Logic errors when registering network sysfs attributes could lead to a
memory leak. A local attacker could use this flaw to exhaust kernel
memory and cause a denial-of-service.


* Memory leak when using network extended matches.

A missing check when using network extended matches could lead to a
memory leak. A local attacker could use this flaw to exhaust kernel
memory and cause a denial-of-service.


* Denial-of-service when committing transaction in btrfs fails.

Failure to properly clean up after an attempt to commit a transaction
fails in the btrfs filesystem could cause a NULL pointer dereference. An
attacker could exploit this bug to cause a denial-of-service.


* CVE-2019-14896, CVE-2019-14897: Denial-of-service when parsing BSS in Marvell 8xxx Libertas WLAN driver.

A missing check when parsing BSS in Marvell 8xxx Libertas WLAN driver
could lead to buffer overflows. A local attacker could use this flaw to
cause a denial-of-service.


* Information leak when reading performance counter in KVM.

Array access for performance counter is missing protections against
Spectre v1-type attack. An attacker could exploit this to read
privileged kernel memory.


* Information leak when writing to APIC register in KVM.

Array access when writing to local APIC register in KVM is missing
protection against Spectre v1-type attack. An attacker could exploit
this bug to disclose privileged kernel information.


* Information leak when accessing performance counter in KVM.

Array access when reading performance counter register in KVM is missing
protection against Spectre v1-type attack. An attacker with privilege to
read performance counter could exploit this bug to read sensitive kernel
memory.


* Information leak in KVM MSR index computation using Spectre v1.

A missing check in KVM MSR index computation could lead to an
information leak using Spectre v1 type attack. A local attacker could
use this flaw to leak information about running kernel and facilitate an
attack.


* Speculative execution in KVM when reading or writing debug register.

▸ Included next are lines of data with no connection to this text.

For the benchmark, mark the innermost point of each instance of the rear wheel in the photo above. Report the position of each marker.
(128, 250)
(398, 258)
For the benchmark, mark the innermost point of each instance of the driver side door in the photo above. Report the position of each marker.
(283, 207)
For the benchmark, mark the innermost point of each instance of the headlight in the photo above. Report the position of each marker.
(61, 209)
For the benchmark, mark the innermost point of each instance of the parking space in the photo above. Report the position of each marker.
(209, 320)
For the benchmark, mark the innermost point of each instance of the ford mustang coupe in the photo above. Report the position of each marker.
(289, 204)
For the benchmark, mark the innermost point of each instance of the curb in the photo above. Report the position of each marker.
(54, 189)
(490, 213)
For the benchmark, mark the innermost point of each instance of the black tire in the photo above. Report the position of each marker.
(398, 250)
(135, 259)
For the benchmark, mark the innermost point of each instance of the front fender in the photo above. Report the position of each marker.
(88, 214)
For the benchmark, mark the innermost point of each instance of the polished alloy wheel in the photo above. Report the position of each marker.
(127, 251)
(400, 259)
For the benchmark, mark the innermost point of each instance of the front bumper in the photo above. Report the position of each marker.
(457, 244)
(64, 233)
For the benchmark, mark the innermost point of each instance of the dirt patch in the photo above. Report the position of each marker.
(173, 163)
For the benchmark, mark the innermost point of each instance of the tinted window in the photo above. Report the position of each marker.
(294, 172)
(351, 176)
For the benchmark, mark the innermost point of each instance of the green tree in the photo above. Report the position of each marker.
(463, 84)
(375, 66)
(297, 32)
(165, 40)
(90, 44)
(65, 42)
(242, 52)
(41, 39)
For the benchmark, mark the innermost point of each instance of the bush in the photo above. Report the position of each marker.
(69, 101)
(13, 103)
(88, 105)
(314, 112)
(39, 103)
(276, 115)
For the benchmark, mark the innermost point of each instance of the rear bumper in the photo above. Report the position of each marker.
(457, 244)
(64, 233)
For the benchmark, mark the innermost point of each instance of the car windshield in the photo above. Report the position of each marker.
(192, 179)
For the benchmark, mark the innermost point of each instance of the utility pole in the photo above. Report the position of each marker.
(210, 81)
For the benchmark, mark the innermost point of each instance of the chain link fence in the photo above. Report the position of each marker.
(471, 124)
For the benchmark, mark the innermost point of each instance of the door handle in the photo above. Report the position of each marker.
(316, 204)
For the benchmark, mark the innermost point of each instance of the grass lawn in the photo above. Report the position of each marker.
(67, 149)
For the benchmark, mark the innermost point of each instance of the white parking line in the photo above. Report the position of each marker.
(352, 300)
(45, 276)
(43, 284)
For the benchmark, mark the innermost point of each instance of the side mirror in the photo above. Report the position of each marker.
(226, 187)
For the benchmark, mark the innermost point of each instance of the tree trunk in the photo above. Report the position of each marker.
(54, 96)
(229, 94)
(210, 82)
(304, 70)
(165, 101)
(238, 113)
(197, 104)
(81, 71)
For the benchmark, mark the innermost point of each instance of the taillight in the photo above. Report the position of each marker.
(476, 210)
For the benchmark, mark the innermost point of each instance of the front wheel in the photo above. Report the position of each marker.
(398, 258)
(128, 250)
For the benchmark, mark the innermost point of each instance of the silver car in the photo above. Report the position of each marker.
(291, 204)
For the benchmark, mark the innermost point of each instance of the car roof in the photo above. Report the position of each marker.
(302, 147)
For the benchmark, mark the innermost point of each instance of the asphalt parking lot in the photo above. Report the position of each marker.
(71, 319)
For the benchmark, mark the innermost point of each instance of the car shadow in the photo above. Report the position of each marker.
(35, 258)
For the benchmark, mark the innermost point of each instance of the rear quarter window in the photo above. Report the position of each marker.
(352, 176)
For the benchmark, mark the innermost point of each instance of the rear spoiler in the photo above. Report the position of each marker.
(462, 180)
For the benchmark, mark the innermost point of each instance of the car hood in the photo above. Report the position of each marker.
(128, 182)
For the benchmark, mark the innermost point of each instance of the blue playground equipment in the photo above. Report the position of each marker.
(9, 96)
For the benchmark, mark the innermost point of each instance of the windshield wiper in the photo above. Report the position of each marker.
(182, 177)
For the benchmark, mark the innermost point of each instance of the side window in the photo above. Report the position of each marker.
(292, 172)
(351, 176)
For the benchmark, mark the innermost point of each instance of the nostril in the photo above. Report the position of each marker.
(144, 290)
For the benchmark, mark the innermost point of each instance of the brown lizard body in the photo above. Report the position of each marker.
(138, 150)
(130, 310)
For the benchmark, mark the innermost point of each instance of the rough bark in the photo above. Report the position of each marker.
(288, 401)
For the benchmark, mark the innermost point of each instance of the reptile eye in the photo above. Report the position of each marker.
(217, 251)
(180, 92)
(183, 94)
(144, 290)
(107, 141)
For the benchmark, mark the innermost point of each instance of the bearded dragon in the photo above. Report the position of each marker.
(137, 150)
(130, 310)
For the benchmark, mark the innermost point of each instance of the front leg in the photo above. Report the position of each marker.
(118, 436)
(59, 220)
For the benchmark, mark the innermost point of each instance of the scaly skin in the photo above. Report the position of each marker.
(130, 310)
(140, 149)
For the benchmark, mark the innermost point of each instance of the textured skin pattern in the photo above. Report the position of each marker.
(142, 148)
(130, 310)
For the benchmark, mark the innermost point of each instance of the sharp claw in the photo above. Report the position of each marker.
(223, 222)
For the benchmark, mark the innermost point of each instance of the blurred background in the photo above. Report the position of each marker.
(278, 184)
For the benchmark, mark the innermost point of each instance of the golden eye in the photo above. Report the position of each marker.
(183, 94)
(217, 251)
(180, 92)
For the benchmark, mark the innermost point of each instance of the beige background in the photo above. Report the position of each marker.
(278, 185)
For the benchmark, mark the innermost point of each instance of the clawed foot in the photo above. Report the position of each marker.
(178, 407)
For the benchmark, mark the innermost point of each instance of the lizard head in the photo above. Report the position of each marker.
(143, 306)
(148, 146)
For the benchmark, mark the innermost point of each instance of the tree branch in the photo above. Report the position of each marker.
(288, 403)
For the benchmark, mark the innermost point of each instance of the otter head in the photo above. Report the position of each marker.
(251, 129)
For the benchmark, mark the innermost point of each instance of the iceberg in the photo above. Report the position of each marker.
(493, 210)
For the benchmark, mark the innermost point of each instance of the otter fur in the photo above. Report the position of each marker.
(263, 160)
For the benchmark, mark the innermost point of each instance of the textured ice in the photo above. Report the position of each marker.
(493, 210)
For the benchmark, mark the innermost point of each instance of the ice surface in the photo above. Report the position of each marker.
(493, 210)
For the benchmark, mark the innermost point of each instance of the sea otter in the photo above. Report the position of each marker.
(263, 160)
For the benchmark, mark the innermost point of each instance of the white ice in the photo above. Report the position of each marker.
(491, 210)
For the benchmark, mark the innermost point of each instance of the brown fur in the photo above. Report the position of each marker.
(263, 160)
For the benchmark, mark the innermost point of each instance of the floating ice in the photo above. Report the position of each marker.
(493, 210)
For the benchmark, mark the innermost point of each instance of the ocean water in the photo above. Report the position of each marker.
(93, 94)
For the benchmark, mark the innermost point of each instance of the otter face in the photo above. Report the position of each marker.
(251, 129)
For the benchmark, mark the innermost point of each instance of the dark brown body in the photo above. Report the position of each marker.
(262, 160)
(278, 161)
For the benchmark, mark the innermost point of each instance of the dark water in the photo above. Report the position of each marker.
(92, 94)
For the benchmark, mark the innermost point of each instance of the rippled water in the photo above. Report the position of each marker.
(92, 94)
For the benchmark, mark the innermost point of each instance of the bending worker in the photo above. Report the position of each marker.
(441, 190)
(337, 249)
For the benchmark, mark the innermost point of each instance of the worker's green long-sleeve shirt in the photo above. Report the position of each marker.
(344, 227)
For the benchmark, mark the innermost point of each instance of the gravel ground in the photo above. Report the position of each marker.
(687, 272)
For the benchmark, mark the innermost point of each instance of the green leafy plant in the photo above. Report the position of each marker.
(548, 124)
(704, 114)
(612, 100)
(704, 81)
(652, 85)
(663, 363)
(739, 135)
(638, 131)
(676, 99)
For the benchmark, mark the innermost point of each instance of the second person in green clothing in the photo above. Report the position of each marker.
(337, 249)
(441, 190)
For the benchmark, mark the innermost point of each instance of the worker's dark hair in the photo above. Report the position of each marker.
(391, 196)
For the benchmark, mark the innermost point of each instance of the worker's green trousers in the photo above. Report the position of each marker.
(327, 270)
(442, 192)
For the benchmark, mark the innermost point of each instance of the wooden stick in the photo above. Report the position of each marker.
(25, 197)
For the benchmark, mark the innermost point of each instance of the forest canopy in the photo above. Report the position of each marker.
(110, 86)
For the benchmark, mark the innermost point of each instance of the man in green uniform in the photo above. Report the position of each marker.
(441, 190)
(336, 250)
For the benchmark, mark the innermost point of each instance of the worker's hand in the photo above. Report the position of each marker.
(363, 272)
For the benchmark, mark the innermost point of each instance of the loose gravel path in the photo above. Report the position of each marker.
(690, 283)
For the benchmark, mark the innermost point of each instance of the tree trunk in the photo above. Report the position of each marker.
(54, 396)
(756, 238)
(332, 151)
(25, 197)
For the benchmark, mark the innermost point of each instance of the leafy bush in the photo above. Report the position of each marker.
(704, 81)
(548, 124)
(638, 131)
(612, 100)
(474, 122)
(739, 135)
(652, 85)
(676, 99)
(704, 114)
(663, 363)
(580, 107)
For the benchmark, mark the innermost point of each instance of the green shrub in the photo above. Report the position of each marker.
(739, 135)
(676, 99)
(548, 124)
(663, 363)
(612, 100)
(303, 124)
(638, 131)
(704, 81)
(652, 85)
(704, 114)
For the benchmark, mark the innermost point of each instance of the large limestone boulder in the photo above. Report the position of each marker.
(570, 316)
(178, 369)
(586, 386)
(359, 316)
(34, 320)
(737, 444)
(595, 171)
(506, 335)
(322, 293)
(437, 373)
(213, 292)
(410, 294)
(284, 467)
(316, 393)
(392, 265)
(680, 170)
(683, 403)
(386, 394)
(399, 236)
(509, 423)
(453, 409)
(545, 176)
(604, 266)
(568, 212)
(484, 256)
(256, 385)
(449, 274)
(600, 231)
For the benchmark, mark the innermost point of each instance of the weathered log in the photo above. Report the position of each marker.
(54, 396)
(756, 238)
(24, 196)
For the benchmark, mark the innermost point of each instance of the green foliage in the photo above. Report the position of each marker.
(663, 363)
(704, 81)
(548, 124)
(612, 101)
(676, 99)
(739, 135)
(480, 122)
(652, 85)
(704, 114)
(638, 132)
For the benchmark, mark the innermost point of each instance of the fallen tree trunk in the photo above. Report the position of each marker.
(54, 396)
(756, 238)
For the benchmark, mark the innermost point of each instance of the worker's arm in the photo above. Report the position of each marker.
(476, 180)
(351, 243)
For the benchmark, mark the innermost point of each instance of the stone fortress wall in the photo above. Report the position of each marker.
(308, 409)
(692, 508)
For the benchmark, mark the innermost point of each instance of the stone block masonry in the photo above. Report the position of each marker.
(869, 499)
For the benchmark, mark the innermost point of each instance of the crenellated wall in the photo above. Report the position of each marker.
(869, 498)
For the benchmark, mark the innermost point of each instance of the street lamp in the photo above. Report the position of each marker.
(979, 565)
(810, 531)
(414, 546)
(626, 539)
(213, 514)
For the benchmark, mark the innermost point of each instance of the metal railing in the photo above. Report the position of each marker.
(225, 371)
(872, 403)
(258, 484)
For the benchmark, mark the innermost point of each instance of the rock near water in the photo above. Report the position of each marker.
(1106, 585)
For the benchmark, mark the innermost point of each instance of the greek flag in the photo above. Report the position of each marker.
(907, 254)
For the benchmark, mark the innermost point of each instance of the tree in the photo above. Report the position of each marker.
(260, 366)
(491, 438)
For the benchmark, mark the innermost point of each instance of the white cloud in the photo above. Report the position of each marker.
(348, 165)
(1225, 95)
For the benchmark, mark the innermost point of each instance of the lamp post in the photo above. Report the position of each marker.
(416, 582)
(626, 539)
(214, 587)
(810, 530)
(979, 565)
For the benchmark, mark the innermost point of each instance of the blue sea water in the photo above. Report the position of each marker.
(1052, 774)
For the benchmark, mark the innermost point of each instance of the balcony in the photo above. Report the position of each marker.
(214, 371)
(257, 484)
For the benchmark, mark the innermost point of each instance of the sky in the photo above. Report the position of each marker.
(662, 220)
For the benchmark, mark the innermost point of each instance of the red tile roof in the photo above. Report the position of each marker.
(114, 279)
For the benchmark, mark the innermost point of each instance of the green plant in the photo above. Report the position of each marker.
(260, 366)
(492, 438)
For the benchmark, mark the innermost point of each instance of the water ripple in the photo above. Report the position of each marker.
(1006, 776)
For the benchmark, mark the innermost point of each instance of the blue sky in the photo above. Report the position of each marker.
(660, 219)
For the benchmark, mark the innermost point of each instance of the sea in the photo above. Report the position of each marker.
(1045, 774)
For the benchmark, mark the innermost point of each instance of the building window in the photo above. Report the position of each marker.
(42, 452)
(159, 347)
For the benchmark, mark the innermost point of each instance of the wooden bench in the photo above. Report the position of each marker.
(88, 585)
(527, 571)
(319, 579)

Array access for debug register is missing protection against Spectre
v1-type attack. An attacker with KVM_CAP_DEBUGREGS capability could
exploit this flaw to read kernel memory and possibly escalate privilege.


* CVE-2019-14895: Denial-of-service when receiving Country WLAN element in Marvell WiFi-Ex driver.

A logic error when receiving Country WLAN element in Marvell WiFi-Ex
driver could lead to an invalid memory access. A local attacker could
use this flaw to cause a denial-of-service.


* Denial-of-service when initializing USB infrared dongle.

Failing to sanity-check USB infrared device endpoint could allow a NULL
pointer dereference. An attacker could craft a malicious device to cause
a denial-of-service by exploiting this bug.


* Information leak when accessing crash data in Hyper-V guest.

Array access for crash MSR is missing protection against Spectre v1
type attack. An attacker could exploit this bug to leak privileged
kernel information.


* Information leak in Cisco/Aironet 34X/35X/4500/4800 ioctl handling.

A missing zeroing of allocated memory in Cisco/Aironet 34X/35X/4500/4800
ioctl handling could lead to an information leak. A local attacker could
use this flaw to leak information about running kernel and facilitate an
attack.


* Use-after-free when adding and removing tree element in btrfs.

A locking error when adding and removing tree element in btrfs could
lead to a use-after-free. A local attacker could use this flaw to cause
a denial-of-service.


* Privileged escalation in the Aironet driver ioctl interface.

Failing to validate permission before certain privileged ioctl operation
in the Cisco Aironet driver could allow a user without CAP_NET_ADMIN to
read WEP keys. An attacker could use the key to decrypt network traffic
and leak sensitive information.


* Use-after-free when using invalid MTU in TCP/IP protocol suite.

A missing check when using invalid MTU in TCP/IP protocol suite could
lead to a use-after-free. A local attacker could use this flaw to cause
a denial-of-service.


* NULL pointer dereference when handling frame in High-availability Seamless Redundancy driver.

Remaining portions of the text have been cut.